Após pressão SEDUC recua e ouvirá comunidades escolares do Francisco Portugal e 15 de Outubro

Escrito por Caroline Santos Ligado .

Foto: ASCOM/SEDUC

Em audiência ocorrida na tarde da última segunda, dia 21, o secretário de Educação, Josué Passos determinou, após proposta apresenta pelo SINTESE, que a Diretoria de Educação em Aracaju – DEA irá ouvir as comunidades das escolas estaduais Prof. Francisco Portugal (no Augusto Franco) e 15 de Outubro (no Getúlio Vargas). A plenária na Escola Estadual Prof. Francisco Portugal acontece na quarta, dia 23, a partir das 19h e na Escola Estadual 15 de Outubro acontecerá na quinta, dia 24, com início às 7h30.

A decisão da SEDUC veio após a audiência, professores, professoras e estudantes das duas escolas colocaram a sua discordância com o fechamento do turno noturno (no caso do Francisco Portugal) e da extinção da escola (15 de Outubro).

As duas comunidades escolas foram pegas de surpresa pelo anúncio do fechamento. Na terça da semana passada (dia 15), estudantes e professores da escola Professor Francisco Portugal fizeram um ato em defesa do turno noturno. Para todos fechar o turno noturno da escola vai deixar muita gente sem possibilidade de continuar os estudos.
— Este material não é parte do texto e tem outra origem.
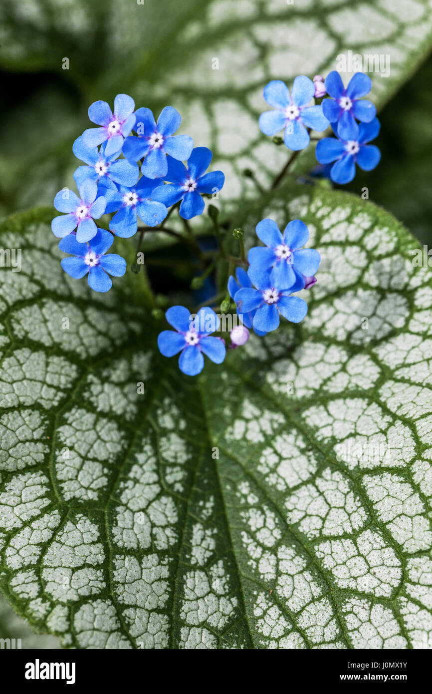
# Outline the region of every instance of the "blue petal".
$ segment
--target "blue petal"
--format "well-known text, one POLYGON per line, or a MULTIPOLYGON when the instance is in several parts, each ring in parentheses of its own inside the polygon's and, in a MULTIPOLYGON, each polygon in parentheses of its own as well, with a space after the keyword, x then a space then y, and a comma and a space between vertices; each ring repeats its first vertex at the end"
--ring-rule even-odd
POLYGON ((187 162, 189 175, 200 178, 210 166, 213 155, 208 147, 195 147, 187 162))
POLYGON ((179 332, 187 332, 192 321, 191 312, 184 306, 171 306, 165 314, 165 318, 179 332))
POLYGON ((257 310, 257 313, 254 316, 253 326, 257 330, 270 332, 279 327, 279 311, 276 308, 276 304, 264 303, 257 310))
POLYGON ((138 228, 135 208, 127 205, 121 208, 110 222, 110 228, 116 236, 123 239, 133 236, 138 228))
POLYGON ((275 108, 286 108, 291 103, 289 90, 282 80, 272 80, 264 87, 264 99, 275 108))
POLYGON ((60 190, 54 198, 54 207, 59 212, 74 212, 79 204, 78 195, 69 188, 60 190))
POLYGON ((201 335, 209 335, 219 328, 219 316, 209 306, 203 306, 193 320, 193 328, 201 335))
POLYGON ((76 217, 74 214, 61 214, 54 217, 51 222, 51 229, 54 236, 61 237, 70 234, 76 226, 76 217))
POLYGON ((162 330, 157 336, 159 351, 164 357, 173 357, 186 346, 184 335, 173 330, 162 330))
POLYGON ((264 111, 259 117, 258 124, 264 135, 274 135, 285 127, 286 116, 283 111, 264 111))
POLYGON ((268 217, 258 222, 255 227, 255 231, 257 236, 262 241, 263 244, 268 246, 270 248, 275 248, 284 242, 277 224, 268 217))
POLYGON ((60 264, 64 272, 75 280, 80 279, 89 271, 89 266, 80 257, 63 258, 60 264))
POLYGON ((98 229, 97 233, 89 242, 90 249, 97 255, 101 255, 111 248, 114 243, 114 237, 106 229, 98 229))
POLYGON ((128 161, 137 162, 146 155, 149 147, 148 139, 131 135, 125 139, 121 151, 128 161))
POLYGON ((321 256, 315 248, 300 248, 294 251, 294 265, 297 272, 306 277, 315 275, 320 266, 321 256))
POLYGON ((105 271, 112 275, 113 277, 121 277, 126 271, 126 261, 117 253, 108 253, 107 255, 102 255, 99 262, 105 271))
POLYGON ((172 106, 165 106, 157 119, 156 129, 161 135, 169 137, 179 129, 181 122, 182 117, 178 111, 172 106))
POLYGON ((168 173, 166 155, 160 147, 155 147, 144 159, 141 173, 148 178, 164 178, 168 173))
POLYGON ((169 208, 181 200, 184 194, 181 185, 177 183, 169 183, 167 185, 159 185, 157 188, 155 188, 152 193, 152 198, 163 203, 169 208))
POLYGON ((372 89, 372 80, 363 72, 356 72, 349 80, 347 87, 346 95, 350 99, 360 99, 365 96, 372 89))
POLYGON ((363 144, 356 155, 356 160, 361 169, 370 171, 379 162, 381 152, 374 144, 363 144))
POLYGON ((87 244, 78 244, 74 234, 68 234, 60 241, 58 244, 60 251, 64 253, 70 253, 71 255, 81 255, 83 257, 87 252, 88 246, 87 244))
POLYGON ((300 120, 291 121, 285 128, 284 141, 288 149, 294 151, 304 149, 309 144, 309 134, 300 120))
POLYGON ((309 237, 309 230, 301 219, 289 221, 284 231, 284 243, 291 249, 301 248, 309 237))
POLYGON ((167 137, 164 142, 164 151, 180 162, 189 159, 193 149, 193 140, 189 135, 177 135, 167 137))
POLYGON ((320 164, 329 164, 336 159, 340 159, 345 153, 343 142, 334 137, 323 137, 317 143, 315 151, 316 158, 320 164))
POLYGON ((93 219, 83 219, 76 229, 76 240, 78 244, 84 244, 96 235, 98 228, 93 219))
POLYGON ((377 109, 374 105, 372 101, 368 101, 367 99, 354 101, 352 110, 357 120, 363 121, 363 123, 370 123, 377 115, 377 109))
POLYGON ((203 337, 200 347, 201 351, 214 364, 222 364, 225 357, 226 348, 225 343, 218 337, 203 337))
POLYGON ((91 267, 89 270, 87 282, 89 287, 94 291, 107 291, 112 287, 112 281, 100 265, 91 267))
POLYGON ((222 189, 225 183, 225 174, 222 171, 209 171, 197 180, 196 189, 200 193, 216 193, 222 189))
POLYGON ((345 94, 345 87, 343 86, 342 78, 337 70, 333 70, 331 72, 329 73, 325 78, 324 85, 327 94, 332 96, 333 99, 340 99, 341 96, 343 96, 345 94))
POLYGON ((263 296, 258 289, 250 289, 248 287, 239 289, 234 295, 234 301, 241 313, 250 313, 261 306, 263 296))
POLYGON ((107 126, 112 120, 112 112, 106 101, 94 101, 89 106, 89 118, 98 126, 107 126))
POLYGON ((300 323, 307 313, 307 304, 300 296, 282 296, 277 305, 282 316, 291 323, 300 323))
POLYGON ((180 356, 178 365, 180 371, 187 376, 196 376, 200 373, 204 366, 204 357, 199 347, 189 345, 184 349, 180 356))
POLYGON ((352 155, 347 154, 331 167, 330 178, 335 183, 349 183, 356 175, 356 164, 352 155))
POLYGON ((294 80, 291 90, 293 103, 296 106, 306 106, 315 94, 315 85, 306 75, 299 75, 294 80))
POLYGON ((191 219, 197 214, 201 214, 205 208, 204 200, 196 190, 193 190, 191 193, 186 193, 180 208, 179 214, 184 219, 191 219))
POLYGON ((137 212, 140 219, 147 226, 157 226, 168 214, 168 210, 163 203, 155 200, 145 200, 137 205, 137 212))
POLYGON ((322 133, 329 127, 329 121, 322 112, 322 106, 309 106, 303 108, 300 115, 303 125, 322 133))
No início da reunião, a diretora da Diretoria de Educação em Aracaju – DEA, Eliane Passos, relatou estudos feitos pela Secretaria de Estado da Educação, do Esporte e da Cultura – SEDUC para determinar o reordenamento da rede estadual mostram que estas duas escolas mais a as escolas São José, Lourival Fontes, Lourival Baptista, Coelho Neto, General Valadão não possuem quantitativo suficiente de matrículas para continuarem funcionando.

Para o SINTESE, mais uma vez, a SEDUC erra ao não ouvir as comunidades escolares. “Não dá para balizar uma decisão como esta (de fechar turnos e escolas) somente na frieza dos números. Mas o que continua acontecendo é que a SEDUC decide as ações, repassa para as diretorias das escolas e estas, por conseguinte, somente repassam para a comunidade escolar, como uma determinação. É preciso dialogar, debater com quem está no chão da escola,”, disse a presidenta do SINTESE, professora Ivonete Cruz.

A presidenta ainda reafirmou que sem diagnóstico preciso e diálogo com as comunidades escolares qualquer ação de fechamento seja de turmas, turnos ou escolas irá aprofundar ainda mais a perda de matrícula e, consequentemente, a perda de recursos na rede estadual.